Les conséquences de la pénurie de professionnels sont multiples :
- des postes restent longuement vacants, les remplacements ne sont pas assurés. Combien d’heures de classe dues aux élèves ne sont pas assurées, des mois durant ? Nous tenons à votre disposition quantité d’exemples précis et édifiants.
- le suivi de l’assiduité, l’accompagnement médico-social, l’orientation des élèves pâtissent aussi du manque de personnels, en particulier dans les territoires où se concentrent les difficultés sociales, parfois aussi dans des territoires plus ruraux des marges de l’académie.
- pour les personnels en place, ce sont des surcharges de travail, pour absorber des heures et des tâches supplémentaires, prendre en charge davantage d’élèves, alors même que de véritables politiques de prévention pour la santé au travail et de prise en compte des risques psycho-sociaux peinent à se mettre en place dans nos écoles et établissements.
- pour les personnels toujours, cette situation de grande tension entraine aussi des difficultés pour obtenir un temps partiel, un détachement, parfois même un aménagement d’emploi du temps pour des raisons médicales ou encore suivre une formation !

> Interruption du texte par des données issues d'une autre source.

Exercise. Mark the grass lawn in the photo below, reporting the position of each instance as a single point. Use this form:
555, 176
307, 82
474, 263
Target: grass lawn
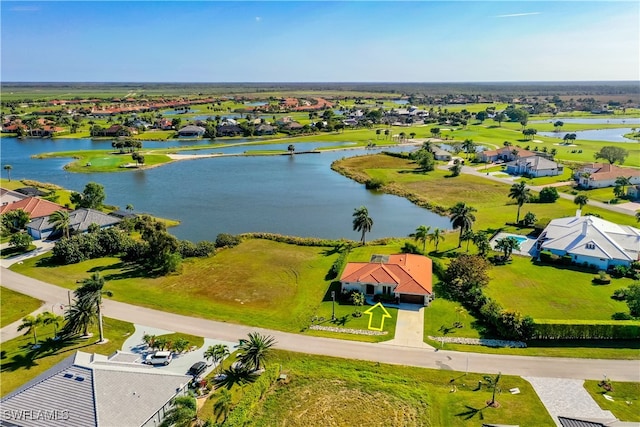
20, 364
626, 398
14, 306
259, 283
534, 290
349, 392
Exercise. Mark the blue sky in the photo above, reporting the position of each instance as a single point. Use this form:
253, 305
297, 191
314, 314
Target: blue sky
312, 41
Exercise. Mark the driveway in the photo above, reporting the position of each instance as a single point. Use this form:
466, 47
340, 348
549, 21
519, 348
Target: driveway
409, 327
617, 370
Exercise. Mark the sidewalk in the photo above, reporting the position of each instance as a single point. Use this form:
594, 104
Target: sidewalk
568, 398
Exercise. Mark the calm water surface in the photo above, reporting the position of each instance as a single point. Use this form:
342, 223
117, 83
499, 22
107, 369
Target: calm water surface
297, 195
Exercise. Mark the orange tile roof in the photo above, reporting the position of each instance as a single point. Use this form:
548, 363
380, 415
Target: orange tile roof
410, 273
34, 206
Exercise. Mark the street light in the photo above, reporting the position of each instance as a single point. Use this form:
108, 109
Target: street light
333, 305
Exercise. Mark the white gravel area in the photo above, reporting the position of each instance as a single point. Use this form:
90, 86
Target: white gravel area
567, 398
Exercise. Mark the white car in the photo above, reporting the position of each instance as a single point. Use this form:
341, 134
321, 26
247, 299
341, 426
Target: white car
159, 358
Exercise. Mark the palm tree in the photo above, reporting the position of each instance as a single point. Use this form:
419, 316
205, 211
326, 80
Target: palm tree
436, 237
581, 200
78, 317
61, 221
49, 318
362, 221
521, 194
222, 407
255, 350
462, 217
8, 169
91, 290
31, 323
217, 353
182, 413
421, 235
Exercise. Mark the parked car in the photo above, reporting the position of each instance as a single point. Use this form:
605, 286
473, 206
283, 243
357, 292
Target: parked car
197, 368
159, 358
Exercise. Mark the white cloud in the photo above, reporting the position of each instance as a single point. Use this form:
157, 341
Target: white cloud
512, 15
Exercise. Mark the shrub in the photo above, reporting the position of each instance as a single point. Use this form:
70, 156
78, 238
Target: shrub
548, 195
226, 240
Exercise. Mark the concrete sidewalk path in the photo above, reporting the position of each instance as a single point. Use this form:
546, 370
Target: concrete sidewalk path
568, 398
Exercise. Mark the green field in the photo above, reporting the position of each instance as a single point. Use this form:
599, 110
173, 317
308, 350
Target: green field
14, 306
348, 392
19, 364
534, 289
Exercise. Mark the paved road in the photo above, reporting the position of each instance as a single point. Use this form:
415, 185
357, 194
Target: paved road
620, 370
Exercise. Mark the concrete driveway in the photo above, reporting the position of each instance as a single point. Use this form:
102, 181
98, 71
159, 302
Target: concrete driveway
181, 362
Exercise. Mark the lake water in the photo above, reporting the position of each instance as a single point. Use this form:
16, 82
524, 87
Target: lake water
612, 135
598, 121
296, 195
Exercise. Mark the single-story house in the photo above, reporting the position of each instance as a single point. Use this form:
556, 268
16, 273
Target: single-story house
506, 154
34, 206
600, 175
592, 241
95, 390
79, 222
10, 196
407, 277
534, 166
265, 129
191, 131
440, 154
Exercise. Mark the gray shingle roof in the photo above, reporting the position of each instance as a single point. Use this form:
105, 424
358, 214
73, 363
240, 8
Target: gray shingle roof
110, 393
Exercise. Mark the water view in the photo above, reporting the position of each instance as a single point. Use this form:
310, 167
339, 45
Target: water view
296, 195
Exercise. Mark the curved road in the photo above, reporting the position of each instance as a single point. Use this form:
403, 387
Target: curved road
619, 370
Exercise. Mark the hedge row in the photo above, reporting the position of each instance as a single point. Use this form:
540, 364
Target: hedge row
242, 413
554, 331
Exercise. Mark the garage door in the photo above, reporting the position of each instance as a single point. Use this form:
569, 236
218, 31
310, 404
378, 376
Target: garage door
413, 299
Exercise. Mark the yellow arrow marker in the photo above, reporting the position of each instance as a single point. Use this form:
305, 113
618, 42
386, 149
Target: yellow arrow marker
373, 313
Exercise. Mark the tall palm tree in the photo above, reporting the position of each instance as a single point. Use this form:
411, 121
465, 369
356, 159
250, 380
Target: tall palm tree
31, 324
421, 235
78, 317
61, 221
222, 407
182, 413
521, 194
581, 200
255, 350
462, 217
49, 318
8, 169
217, 353
362, 221
92, 291
436, 237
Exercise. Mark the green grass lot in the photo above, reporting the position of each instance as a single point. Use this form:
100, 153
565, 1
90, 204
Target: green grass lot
103, 160
349, 392
20, 364
490, 198
259, 283
533, 289
14, 306
193, 339
626, 398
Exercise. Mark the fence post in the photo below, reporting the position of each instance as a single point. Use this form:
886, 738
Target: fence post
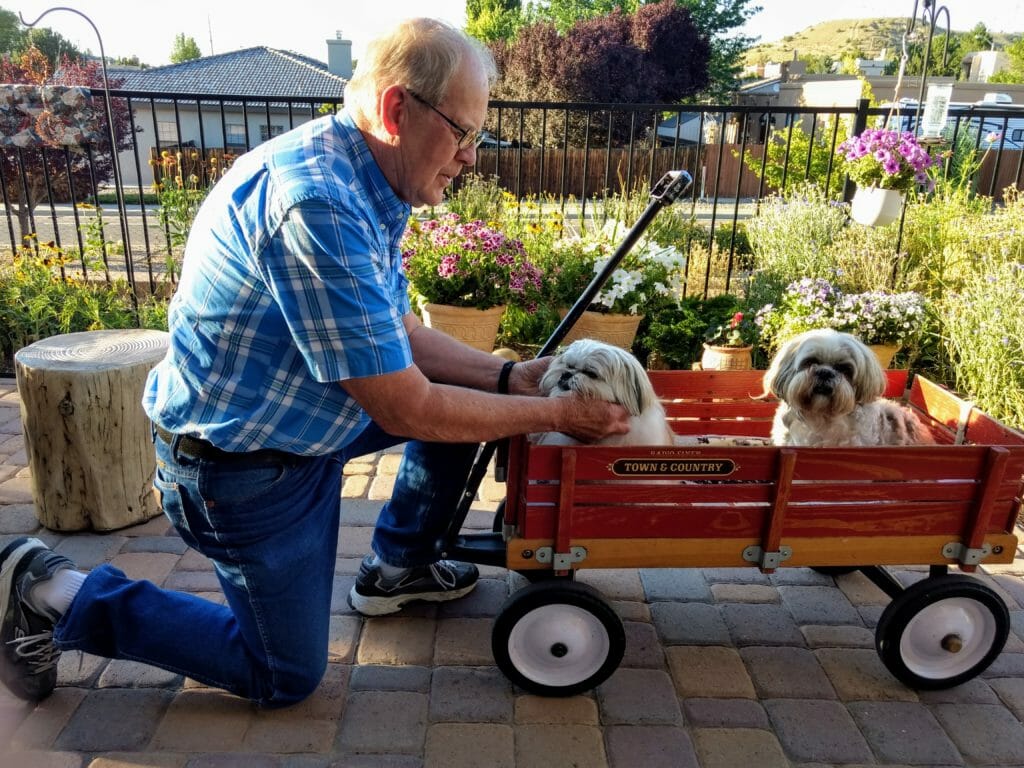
859, 124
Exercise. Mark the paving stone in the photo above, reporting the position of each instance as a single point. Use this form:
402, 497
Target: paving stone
639, 697
734, 576
115, 720
903, 732
973, 691
397, 640
728, 748
124, 674
711, 672
386, 722
580, 710
838, 637
470, 694
689, 624
166, 544
786, 673
484, 601
463, 642
818, 605
376, 677
811, 729
761, 625
203, 720
650, 747
613, 584
559, 747
983, 733
859, 675
343, 638
724, 713
642, 646
463, 744
801, 577
153, 566
38, 727
685, 585
743, 593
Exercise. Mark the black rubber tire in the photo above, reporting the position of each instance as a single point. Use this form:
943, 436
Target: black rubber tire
557, 639
914, 628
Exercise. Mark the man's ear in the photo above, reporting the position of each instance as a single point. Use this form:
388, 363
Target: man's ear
393, 102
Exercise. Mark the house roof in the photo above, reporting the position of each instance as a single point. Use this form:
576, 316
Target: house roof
257, 72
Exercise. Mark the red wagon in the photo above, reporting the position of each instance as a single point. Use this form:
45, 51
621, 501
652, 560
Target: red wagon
727, 498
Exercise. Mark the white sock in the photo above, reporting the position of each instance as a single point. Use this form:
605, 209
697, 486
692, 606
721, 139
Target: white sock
57, 591
387, 569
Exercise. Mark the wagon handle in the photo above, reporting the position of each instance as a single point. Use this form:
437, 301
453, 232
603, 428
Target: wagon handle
671, 186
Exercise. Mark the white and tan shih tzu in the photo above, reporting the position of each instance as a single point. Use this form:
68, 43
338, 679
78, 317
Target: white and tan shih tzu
830, 387
604, 372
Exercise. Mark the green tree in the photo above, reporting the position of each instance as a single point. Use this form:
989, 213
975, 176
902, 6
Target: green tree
493, 19
185, 49
1015, 73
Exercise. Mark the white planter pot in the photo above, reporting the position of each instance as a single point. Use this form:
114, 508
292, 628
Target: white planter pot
875, 207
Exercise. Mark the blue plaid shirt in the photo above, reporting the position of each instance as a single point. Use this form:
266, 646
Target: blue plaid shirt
292, 282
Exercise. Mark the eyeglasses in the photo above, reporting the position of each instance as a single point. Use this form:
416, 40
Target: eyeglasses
467, 137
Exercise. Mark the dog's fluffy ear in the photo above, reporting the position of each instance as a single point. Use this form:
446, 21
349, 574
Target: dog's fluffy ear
869, 383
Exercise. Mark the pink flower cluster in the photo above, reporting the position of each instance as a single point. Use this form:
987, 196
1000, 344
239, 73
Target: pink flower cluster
891, 160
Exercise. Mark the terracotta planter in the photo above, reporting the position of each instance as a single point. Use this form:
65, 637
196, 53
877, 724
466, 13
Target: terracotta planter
875, 207
478, 328
885, 353
620, 330
726, 358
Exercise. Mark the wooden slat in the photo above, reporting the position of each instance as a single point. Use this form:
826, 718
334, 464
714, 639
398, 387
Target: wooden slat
705, 553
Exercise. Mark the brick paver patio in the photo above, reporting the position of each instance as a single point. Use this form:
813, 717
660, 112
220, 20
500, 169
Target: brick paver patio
723, 668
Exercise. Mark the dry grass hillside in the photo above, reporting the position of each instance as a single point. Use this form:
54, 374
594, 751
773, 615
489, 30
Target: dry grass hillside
835, 38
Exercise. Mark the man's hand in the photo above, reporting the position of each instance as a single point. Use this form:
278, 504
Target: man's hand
525, 376
589, 420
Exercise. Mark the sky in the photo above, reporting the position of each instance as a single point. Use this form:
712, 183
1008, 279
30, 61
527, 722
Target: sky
147, 30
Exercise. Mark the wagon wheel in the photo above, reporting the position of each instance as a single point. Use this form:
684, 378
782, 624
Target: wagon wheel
942, 632
557, 639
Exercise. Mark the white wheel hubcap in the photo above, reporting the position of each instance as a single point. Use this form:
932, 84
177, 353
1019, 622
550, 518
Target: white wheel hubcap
558, 644
947, 638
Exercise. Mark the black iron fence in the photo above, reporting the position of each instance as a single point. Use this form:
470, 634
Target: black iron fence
134, 225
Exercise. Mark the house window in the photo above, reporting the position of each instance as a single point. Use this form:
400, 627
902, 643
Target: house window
266, 132
167, 131
235, 134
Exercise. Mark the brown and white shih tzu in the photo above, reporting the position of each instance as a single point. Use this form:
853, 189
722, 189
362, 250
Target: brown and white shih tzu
830, 387
604, 372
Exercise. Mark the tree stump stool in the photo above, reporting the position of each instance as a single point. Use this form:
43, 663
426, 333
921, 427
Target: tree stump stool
88, 439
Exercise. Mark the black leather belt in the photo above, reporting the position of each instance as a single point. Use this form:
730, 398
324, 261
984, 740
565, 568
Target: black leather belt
197, 448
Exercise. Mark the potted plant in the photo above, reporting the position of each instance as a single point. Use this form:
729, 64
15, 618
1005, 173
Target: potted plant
649, 276
880, 318
885, 165
727, 346
463, 273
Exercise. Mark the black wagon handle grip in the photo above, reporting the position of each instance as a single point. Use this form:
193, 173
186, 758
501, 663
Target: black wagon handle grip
669, 188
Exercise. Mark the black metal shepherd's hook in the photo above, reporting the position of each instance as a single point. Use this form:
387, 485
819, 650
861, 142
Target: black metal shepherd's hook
122, 214
930, 14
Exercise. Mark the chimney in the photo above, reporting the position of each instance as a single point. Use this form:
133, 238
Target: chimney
339, 56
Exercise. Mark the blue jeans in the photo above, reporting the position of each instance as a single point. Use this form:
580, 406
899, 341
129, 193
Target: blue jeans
271, 531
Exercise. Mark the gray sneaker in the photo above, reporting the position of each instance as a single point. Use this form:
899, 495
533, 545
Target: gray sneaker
374, 595
28, 656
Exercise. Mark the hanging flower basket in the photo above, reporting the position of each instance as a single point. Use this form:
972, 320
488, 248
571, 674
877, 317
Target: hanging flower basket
872, 206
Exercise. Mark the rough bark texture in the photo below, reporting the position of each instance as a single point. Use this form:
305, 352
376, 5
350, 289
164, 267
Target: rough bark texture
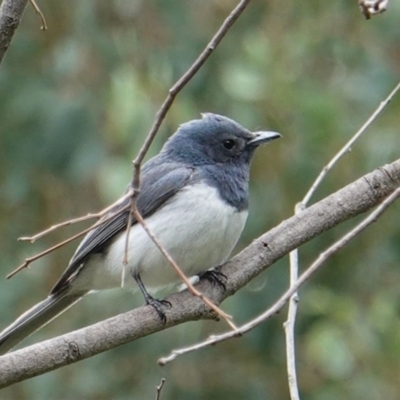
352, 200
10, 16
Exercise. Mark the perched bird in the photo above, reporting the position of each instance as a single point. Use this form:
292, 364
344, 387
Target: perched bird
194, 197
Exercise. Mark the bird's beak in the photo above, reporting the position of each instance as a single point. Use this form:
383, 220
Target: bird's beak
263, 137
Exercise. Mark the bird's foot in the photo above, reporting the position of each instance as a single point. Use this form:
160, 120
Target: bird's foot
159, 306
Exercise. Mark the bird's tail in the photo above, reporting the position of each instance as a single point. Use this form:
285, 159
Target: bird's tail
37, 317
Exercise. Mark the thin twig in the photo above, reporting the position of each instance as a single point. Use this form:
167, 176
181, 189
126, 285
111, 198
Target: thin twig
280, 303
41, 15
162, 112
180, 84
174, 265
372, 7
348, 145
289, 325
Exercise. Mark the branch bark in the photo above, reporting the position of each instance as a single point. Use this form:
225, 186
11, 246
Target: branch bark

A vous qui présentez votre candidature et souhaitez être élu·e ou réélu·e à l’Assemblée Nationale, nous vous interrogeons sur les positions que vous comptez y porter et vous adressons ces quelques questions précises :
Face à l’urgence de la situation, le recours plus massif à des contractuel·le·s ne peut plus être évité, mais ne peut pas constituer un horizon de long terme :
1. Quelles positions comptez-vous porter pour permettre un rattrapage salarial et plus largement une revalorisation de nos métiers ?
2. Pensez-vous que la contractualisation est une « voie d’avenir » en ce qui concerne l’Éducation Nationale ?
3. La représentation nationale doit-elle faire évoluer les règles de recrutement et de titularisation dans la Fonction Publique ?
4. Pensez-vous qu’il faille mettre en œuvre des mesures spécifiques conséquentes pour les personnels affecté·e·s en Ile-de-France ?
5. Comment comptez-vous vous investir sur les dossiers de l’éducation et de la jeunesse dans votre circonscription ?
Nous nous tenons à votre disposition pour apporter davantage d’éléments et échanger.Nous nous engageons à publier les réponses qui nous parviendront.